The design satisfies the requirements of the remote control operation of the wire control chassis in the aluminum profile factory and the design of the unmanned interface, and satisfies the functions of carrying and conveying the aluminum profile goods. The drive-by-wire chassis system comprises a dispatching system, a steering driving system, a frame, a battery pack, a VCU, an anti-collision touch edge, a remote controller, a car lamp, a skin and a top-loading sensor interface part.
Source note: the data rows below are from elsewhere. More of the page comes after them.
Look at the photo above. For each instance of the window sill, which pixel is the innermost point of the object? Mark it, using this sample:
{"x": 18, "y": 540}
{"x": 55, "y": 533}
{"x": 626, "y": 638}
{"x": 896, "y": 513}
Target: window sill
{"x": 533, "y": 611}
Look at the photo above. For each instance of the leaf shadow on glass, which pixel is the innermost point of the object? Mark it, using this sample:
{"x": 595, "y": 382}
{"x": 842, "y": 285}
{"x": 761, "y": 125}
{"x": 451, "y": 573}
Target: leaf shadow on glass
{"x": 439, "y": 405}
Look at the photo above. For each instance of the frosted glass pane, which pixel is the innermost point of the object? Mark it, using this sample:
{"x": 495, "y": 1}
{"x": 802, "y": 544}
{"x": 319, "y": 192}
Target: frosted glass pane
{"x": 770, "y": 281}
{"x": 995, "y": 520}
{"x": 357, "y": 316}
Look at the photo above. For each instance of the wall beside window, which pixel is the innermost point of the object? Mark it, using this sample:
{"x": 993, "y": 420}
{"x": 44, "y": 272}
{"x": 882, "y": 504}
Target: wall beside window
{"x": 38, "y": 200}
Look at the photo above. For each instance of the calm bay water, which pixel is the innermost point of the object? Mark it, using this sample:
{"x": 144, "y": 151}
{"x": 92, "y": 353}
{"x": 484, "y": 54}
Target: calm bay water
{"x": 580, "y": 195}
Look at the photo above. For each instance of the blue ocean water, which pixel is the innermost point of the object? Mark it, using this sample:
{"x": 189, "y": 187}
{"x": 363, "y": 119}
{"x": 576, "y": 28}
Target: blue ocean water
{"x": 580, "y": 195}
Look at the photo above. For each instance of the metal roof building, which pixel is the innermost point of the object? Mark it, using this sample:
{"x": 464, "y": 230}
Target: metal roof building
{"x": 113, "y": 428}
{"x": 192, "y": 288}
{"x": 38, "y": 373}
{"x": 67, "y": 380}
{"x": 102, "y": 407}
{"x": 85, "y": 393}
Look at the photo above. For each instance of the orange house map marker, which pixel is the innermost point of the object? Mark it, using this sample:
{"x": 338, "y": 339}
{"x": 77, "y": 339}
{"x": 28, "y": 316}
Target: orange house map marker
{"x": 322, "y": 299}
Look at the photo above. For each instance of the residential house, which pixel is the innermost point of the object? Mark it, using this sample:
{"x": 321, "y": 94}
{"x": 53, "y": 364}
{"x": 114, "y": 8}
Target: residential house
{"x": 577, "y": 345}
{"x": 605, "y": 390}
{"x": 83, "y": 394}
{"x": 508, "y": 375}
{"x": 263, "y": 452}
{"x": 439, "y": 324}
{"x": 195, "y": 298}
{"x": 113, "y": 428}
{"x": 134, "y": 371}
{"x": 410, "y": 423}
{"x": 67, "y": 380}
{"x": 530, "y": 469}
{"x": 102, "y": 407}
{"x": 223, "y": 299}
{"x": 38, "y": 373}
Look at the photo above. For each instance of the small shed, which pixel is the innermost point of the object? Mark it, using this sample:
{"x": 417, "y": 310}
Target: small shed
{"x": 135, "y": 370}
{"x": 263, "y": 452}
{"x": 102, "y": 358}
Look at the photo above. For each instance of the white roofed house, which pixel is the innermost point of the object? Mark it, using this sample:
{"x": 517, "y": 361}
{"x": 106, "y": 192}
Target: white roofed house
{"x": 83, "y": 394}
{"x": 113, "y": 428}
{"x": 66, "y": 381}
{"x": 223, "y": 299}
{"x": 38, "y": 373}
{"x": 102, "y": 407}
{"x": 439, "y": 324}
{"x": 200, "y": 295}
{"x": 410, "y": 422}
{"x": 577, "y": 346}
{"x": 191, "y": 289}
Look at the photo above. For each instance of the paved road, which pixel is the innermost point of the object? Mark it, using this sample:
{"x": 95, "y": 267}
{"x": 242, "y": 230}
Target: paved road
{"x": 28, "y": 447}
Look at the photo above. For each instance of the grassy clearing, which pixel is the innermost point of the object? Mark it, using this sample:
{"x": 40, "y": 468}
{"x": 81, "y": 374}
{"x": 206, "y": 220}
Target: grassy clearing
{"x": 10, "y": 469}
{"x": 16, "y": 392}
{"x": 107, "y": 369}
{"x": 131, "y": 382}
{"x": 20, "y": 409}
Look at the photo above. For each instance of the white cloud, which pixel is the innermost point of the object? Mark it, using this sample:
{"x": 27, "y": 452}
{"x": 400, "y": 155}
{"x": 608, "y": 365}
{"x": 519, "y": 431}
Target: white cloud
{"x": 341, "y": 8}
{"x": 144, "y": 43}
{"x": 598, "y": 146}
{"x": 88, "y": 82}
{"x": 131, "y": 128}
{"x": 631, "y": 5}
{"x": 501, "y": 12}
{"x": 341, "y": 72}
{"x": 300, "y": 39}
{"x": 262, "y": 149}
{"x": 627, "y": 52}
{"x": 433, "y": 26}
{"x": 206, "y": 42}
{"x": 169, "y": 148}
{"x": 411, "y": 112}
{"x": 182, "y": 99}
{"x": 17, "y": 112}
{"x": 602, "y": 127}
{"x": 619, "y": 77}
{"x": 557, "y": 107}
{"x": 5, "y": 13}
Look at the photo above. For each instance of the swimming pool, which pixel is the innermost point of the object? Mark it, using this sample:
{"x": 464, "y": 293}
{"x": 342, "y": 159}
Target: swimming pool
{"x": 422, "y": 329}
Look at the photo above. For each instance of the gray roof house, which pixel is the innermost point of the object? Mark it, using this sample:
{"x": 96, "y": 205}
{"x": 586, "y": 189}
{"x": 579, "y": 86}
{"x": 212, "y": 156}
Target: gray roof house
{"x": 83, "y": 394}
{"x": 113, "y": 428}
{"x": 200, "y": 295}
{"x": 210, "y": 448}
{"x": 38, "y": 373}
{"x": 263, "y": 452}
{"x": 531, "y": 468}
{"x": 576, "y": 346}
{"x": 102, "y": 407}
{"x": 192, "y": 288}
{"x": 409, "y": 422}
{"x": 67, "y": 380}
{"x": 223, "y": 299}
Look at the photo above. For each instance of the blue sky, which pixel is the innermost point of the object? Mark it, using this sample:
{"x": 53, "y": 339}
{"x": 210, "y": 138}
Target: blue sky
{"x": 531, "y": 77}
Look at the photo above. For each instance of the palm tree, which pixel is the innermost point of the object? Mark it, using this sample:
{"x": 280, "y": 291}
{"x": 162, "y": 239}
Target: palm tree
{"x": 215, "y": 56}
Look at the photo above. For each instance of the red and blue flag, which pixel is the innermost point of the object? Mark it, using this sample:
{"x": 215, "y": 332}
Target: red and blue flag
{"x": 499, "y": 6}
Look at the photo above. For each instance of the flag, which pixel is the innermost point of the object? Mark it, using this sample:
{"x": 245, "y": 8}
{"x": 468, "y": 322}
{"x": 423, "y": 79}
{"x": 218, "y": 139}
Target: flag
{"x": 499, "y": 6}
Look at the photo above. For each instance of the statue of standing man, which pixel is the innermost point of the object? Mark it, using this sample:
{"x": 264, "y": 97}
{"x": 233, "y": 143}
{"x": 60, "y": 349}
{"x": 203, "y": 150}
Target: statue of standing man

The weight of the load above the drive-by-wire chassis is rated to 3T, the chassis main body adopts front and rear axle type layout, rear wheels are driven, and front wheels are turned. The wire control chassis abandons the traditional suspension structure, adopts a hinged rear axle to fill the defects caused by no suspension, simultaneously meets the function of material butt joint, and avoids the large height difference caused by weight change of the vehicle body.
The mechanical part of the safety protection system adopts a buffer type design convenient to replace, the safety performance and the collision buffer function of the vehicle are guaranteed to the greatest extent, the threat of the vehicle to pedestrians and public objects in the running process is reduced, and meanwhile, the workload of replacement due to damage of the protection device is greatly reduced in a bolt connection mode.
The mounting positions of the sensors are relatively independent, and the sensors are not dismounted as much as possible when the vehicle body is maintained, so that the calibration relation between the sensors and the vehicle body is kept unchanged. Meanwhile, the electric devices installed in the vehicle body, such as a combined inertial navigation receiver, an industrial personal computer and the like, are arranged in the same cabin, and the cabin is convenient to open and maintain
It will be evident to those skilled in the art that the utility model is not limited to the details of the foregoing illustrative embodiments, and that the present utility model may be embodied in other specific forms without departing from the spirit or essential characteristics thereof. The present embodiments are, therefore, to be considered in all respects as illustrative and not restrictive, the scope of the utility model being indicated by the appended claims rather than by the foregoing description, and all changes which come within the meaning and range of equivalency of the claims are therefore intended to be embraced therein. Any reference sign in a claim should not be construed as limiting the claim concerned.